If you have two programs that both do the multiplication the same way, you can compare them using this figure. The one of them that has more “flops” is better. Even though they use the same algorithm, one of them might have a better implementation, perhaps because it organizes the work more efficiently for memory cache.
This breaks when somebody figures out a new algorithm that gets the same job done with fewer operations. Then some people compare programs (or routines) using the nominal number of operations of the original method, even though the program actually performs fewer operations.
To some extent, this makes sense. If you have two programs that do the same job, and one of them has a higher number of “flops” calculated this way, then it is the program that gives you the answer more quickly.
However, it does not make sense to the extent that it introduces inaccuracy. We are often not interested in a single problem size but in various sizes, and the “flops” of a program will not scale linearly with the nominal number of operations once a new algorithm is used.
By analogy, suppose it is 80 kilometers from town A to town B over the mountain road that everybody uses. If it takes your car an hour to make the trip, your car is traveling 80 kilometers an hour. While out exploring one day, you discover a pass through the mountains that reduces the trip to 70 kilometers. Now you can make the trip in 52.5 minutes. The same calculation that some people do with “flops” would say your car is going 91.4 kilometers per hour, since it makes the 80-kilometer trip in 52.5 minutes.

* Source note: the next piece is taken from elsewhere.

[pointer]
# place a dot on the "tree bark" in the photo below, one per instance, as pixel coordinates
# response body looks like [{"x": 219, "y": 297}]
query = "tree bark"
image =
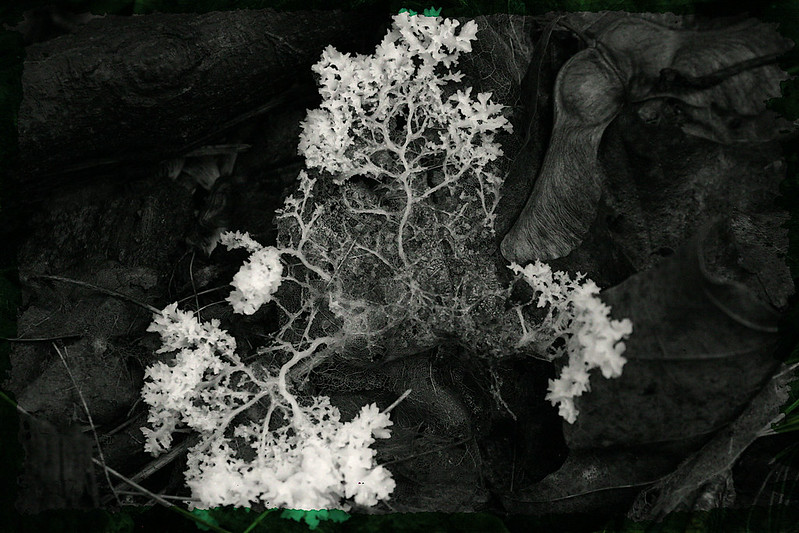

That is obviously wrong. However, it is useful for deciding which route to take.
FLOPS means the amount of Floating Point Operations Per Second, executed by a processor. That can be a purely theoretical figure derived from some hardware/architecture specification or an empirical result from running some algorithm that is tuned to give high numbers.
The main issue in FLOPS calculation comes from a system, where there are multiple and parallel execution blocks. AFAIK, only in that context it starts to get really tough to split a practical algorithm (e.g. FFT, or RGB->YUV conversion) to the most useful set of instructions, that use all the calculation units in a CPU. (e.g. without automatic vectorization a x64 system often calculates Floating point operations only in the Xmm0[0] register, wasting 50-75% of the full potential.)

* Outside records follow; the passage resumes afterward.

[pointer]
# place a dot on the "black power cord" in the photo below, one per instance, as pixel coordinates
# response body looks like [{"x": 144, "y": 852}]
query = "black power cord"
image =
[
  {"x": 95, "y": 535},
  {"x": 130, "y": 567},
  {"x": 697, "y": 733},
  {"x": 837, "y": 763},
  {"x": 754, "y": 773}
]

This partly answers the question 2. Besides of the obvious stall introduced by cache/memory to register bandwidth, the next crucial obstacle in the way to maximum FLOPS figures is that the data is in the wrong register. That's something that is often completely ignored in complexity analysis that just like FLOPS calculations only count basic arithmetic operations. In case of parallel programming, it often happens, that there are not only one, but 4, 8 or 16 values in wrong registers without any means of easily permuting them all at once. Add that to the overhead, "warm up" and "cool down" stages in an algorithm that tries to occupy all the calculating units with meaningful data and there you have major reasons for getting 100 MFlops out of a 1GFLOPS system.